-
urllib.request.urlopen(url, data=None, [timeout, ]*, cafile=None, capath=None, cadefault=False, context=None)
Open the URL url, which can be either a string or a
Request object.
data must be an object specifying additional data to be sent to the
server, or None if no such data is needed. See Request
for details.
urllib.request module uses HTTP/1.1 and includes Connection:close header
in its HTTP requests.
The optional timeout parameter specifies a timeout in seconds for
blocking operations like the connection attempt (if not specified,
the global default timeout setting will be used). This actually
only works for HTTP, HTTPS and FTP connections.
If context is specified, it must be a ssl.SSLContext instance
describing the various SSL options. See HTTPSConnection
for more details.
The optional cafile and capath parameters specify a set of trusted
CA certificates for HTTPS requests. cafile should point to a single
file containing a bundle of CA certificates, whereas capath should
point to a directory of hashed certificate files. More information can
be found in ssl.SSLContext.load_verify_locations().

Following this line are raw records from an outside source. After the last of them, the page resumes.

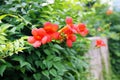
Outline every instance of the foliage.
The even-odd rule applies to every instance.
[[[114,33],[111,38],[109,38],[109,50],[111,57],[112,70],[115,75],[119,78],[120,74],[120,23],[119,23],[119,12],[114,12],[113,15],[109,17],[111,24],[110,31]],[[114,42],[114,43],[113,43]]]
[[[4,0],[0,3],[1,26],[7,24],[9,26],[4,32],[6,35],[1,34],[1,36],[7,39],[3,40],[6,45],[10,44],[14,48],[11,52],[10,46],[11,50],[7,48],[5,52],[9,55],[19,53],[0,59],[0,79],[86,80],[89,70],[83,55],[90,44],[86,38],[79,36],[72,48],[68,48],[64,42],[62,44],[47,43],[40,48],[33,48],[27,44],[26,36],[31,35],[31,29],[42,27],[46,21],[55,23],[60,21],[58,24],[62,28],[65,25],[63,19],[74,14],[73,19],[79,22],[76,18],[77,12],[74,13],[76,9],[67,11],[68,5],[75,6],[71,1],[56,0],[54,4],[46,6],[43,6],[43,3],[46,2],[44,0]],[[57,5],[58,3],[60,5]],[[61,5],[65,6],[61,7]],[[60,10],[60,13],[57,10]],[[67,13],[62,13],[63,11]],[[69,11],[73,13],[70,14]]]

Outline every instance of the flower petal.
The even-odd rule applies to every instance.
[[[73,19],[71,17],[66,17],[66,20],[65,20],[66,24],[68,25],[72,25],[73,24]]]
[[[42,38],[42,44],[46,44],[47,43],[47,40],[48,40],[48,37],[47,36],[44,36]]]
[[[71,41],[71,40],[68,39],[68,40],[66,41],[66,44],[67,44],[68,47],[72,47],[72,41]]]
[[[34,43],[36,40],[35,40],[35,38],[33,37],[33,36],[29,36],[29,38],[28,38],[28,42],[29,43]]]
[[[35,43],[32,44],[33,47],[37,48],[41,46],[41,42],[40,41],[36,41]]]

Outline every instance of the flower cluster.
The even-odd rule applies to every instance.
[[[88,34],[88,29],[83,23],[73,24],[73,19],[67,17],[66,25],[60,29],[57,24],[52,24],[46,22],[43,28],[32,29],[32,35],[28,38],[28,42],[34,47],[40,47],[41,44],[46,44],[52,40],[66,41],[68,47],[72,47],[72,43],[76,41],[76,35],[80,34],[81,36],[86,36]]]
[[[101,40],[101,39],[97,39],[96,40],[96,42],[95,42],[95,45],[96,45],[96,47],[102,47],[102,46],[106,46],[106,44],[104,43],[104,41],[103,40]]]

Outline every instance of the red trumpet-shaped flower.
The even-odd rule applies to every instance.
[[[45,44],[49,41],[49,37],[46,36],[47,33],[43,28],[32,29],[32,35],[28,38],[28,42],[34,47],[40,47],[41,44]]]
[[[40,47],[41,44],[51,42],[52,39],[58,39],[59,33],[57,32],[58,25],[46,22],[44,28],[32,29],[32,35],[28,38],[28,42],[34,47]]]
[[[83,23],[78,24],[77,31],[81,36],[86,36],[88,34],[88,29]]]
[[[59,33],[57,32],[58,30],[58,25],[57,24],[52,24],[50,22],[46,22],[44,24],[44,29],[46,33],[51,37],[51,39],[58,39]]]
[[[71,17],[66,17],[65,22],[66,22],[66,24],[71,26],[73,24],[73,19]]]
[[[68,47],[72,47],[72,43],[76,41],[76,36],[74,34],[67,35],[66,44]]]
[[[104,41],[101,40],[101,39],[97,39],[95,45],[96,45],[96,47],[106,46],[106,44],[104,43]]]

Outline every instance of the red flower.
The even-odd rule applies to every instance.
[[[86,36],[88,34],[88,29],[86,28],[86,25],[83,23],[78,24],[77,31],[81,36]]]
[[[50,35],[51,39],[58,39],[59,33],[57,32],[58,30],[58,25],[57,24],[52,24],[50,22],[46,22],[44,24],[44,29],[48,35]]]
[[[33,47],[37,48],[41,46],[41,42],[40,41],[36,41],[35,43],[32,44]]]
[[[72,41],[70,39],[66,40],[66,44],[68,47],[72,47]]]
[[[73,24],[73,19],[71,17],[66,17],[65,22],[66,22],[66,24],[71,26]]]
[[[41,44],[46,44],[49,42],[49,37],[47,36],[46,31],[43,28],[35,28],[32,29],[32,35],[28,38],[28,42],[32,44],[34,47],[40,47]]]
[[[96,47],[102,47],[102,46],[106,46],[106,44],[104,43],[104,41],[101,40],[101,39],[97,39],[96,40]]]

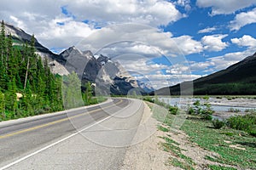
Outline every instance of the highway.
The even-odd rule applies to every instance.
[[[143,113],[137,99],[0,122],[1,169],[119,169]]]

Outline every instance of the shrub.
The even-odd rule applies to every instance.
[[[178,107],[177,105],[174,106],[169,106],[169,111],[172,115],[177,115],[178,110]]]
[[[242,130],[251,135],[256,133],[256,114],[231,116],[227,120],[227,126],[230,128]]]
[[[218,129],[220,129],[225,125],[225,123],[223,121],[219,121],[218,119],[214,119],[212,122],[214,128],[218,128]]]
[[[188,114],[189,114],[189,115],[195,114],[195,110],[193,109],[193,107],[189,106]]]
[[[239,109],[234,109],[234,108],[230,108],[228,110],[229,112],[236,112],[236,113],[238,113],[240,112],[241,110]]]
[[[207,115],[203,115],[202,118],[205,120],[212,121],[212,115],[207,114]]]

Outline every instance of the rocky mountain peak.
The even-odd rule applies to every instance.
[[[100,54],[97,59],[97,61],[102,65],[104,65],[107,62],[109,61],[109,58],[104,55]]]

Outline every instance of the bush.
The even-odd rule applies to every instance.
[[[227,126],[230,128],[242,130],[251,135],[256,134],[256,114],[231,116],[227,120]]]
[[[212,115],[207,114],[207,115],[202,115],[202,118],[205,120],[212,121]]]
[[[172,115],[177,115],[178,110],[178,107],[177,105],[169,106],[169,111]]]
[[[229,112],[235,112],[235,113],[238,113],[238,112],[240,112],[241,110],[239,110],[239,109],[234,109],[234,108],[230,108],[229,110],[228,110],[228,111]]]
[[[193,109],[193,107],[189,106],[188,114],[189,114],[189,115],[194,115],[195,114],[195,110]]]
[[[219,121],[218,119],[214,119],[212,122],[214,128],[218,128],[218,129],[220,129],[225,125],[225,123],[223,121]]]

The cadefault parameter is ignored.
This function always returns an object which can work as a
context manager and has methods such as
geturl() — return the URL of the resource retrieved,
commonly used to determine if a redirect was followed
info() — return the meta-information of the page, such as headers,
in the form of an email.message_from_string() instance (see
Quick Reference to HTTP Headers)
getcode() – return the HTTP status code of the response.
For HTTP and HTTPS URLs, this function returns a
http.client.HTTPResponse object slightly modified. In addition
to the three new methods above, the msg attribute contains the
same information as the reason
attribute — the reason phrase returned by server — instead of
the response headers as it is specified in the documentation for
HTTPResponse.
For FTP, file, and data URLs and requests explicitly handled by legacy
URLopener and FancyURLopener classes, this function
returns a urllib.response.addinfourl object.
Raises URLError on protocol errors.
Note that None may be returned if no handler handles the request (though
the default installed global OpenerDirector uses
UnknownHandler to ensure this never happens).
In addition, if proxy settings are detected (for example, when a *_proxy
environment variable like http_proxy is set),
ProxyHandler is default installed and makes sure the requests are
handled through the proxy.
The legacy urllib.urlopen function from Python 2.6 and earlier has been
discontinued; urllib.request.urlopen() corresponds to the old
urllib2.urlopen. Proxy handling, which was done by passing a dictionary
parameter to urllib.urlopen, can be obtained by using
ProxyHandler objects.
Changed in version 3.2: cafile and capath were added.
Changed in version 3.2: HTTPS virtual hosts are now supported if possible (that is, if
ssl.HAS_SNI is true).
New in version 3.2: data can be an iterable object.
Changed in version 3.3: cadefault was added.
Changed in version 3.4.3: context was added.
-
class
urllib.request.Request(url, data=None, headers={}, origin_req_host=None, unverifiable=False, method=None)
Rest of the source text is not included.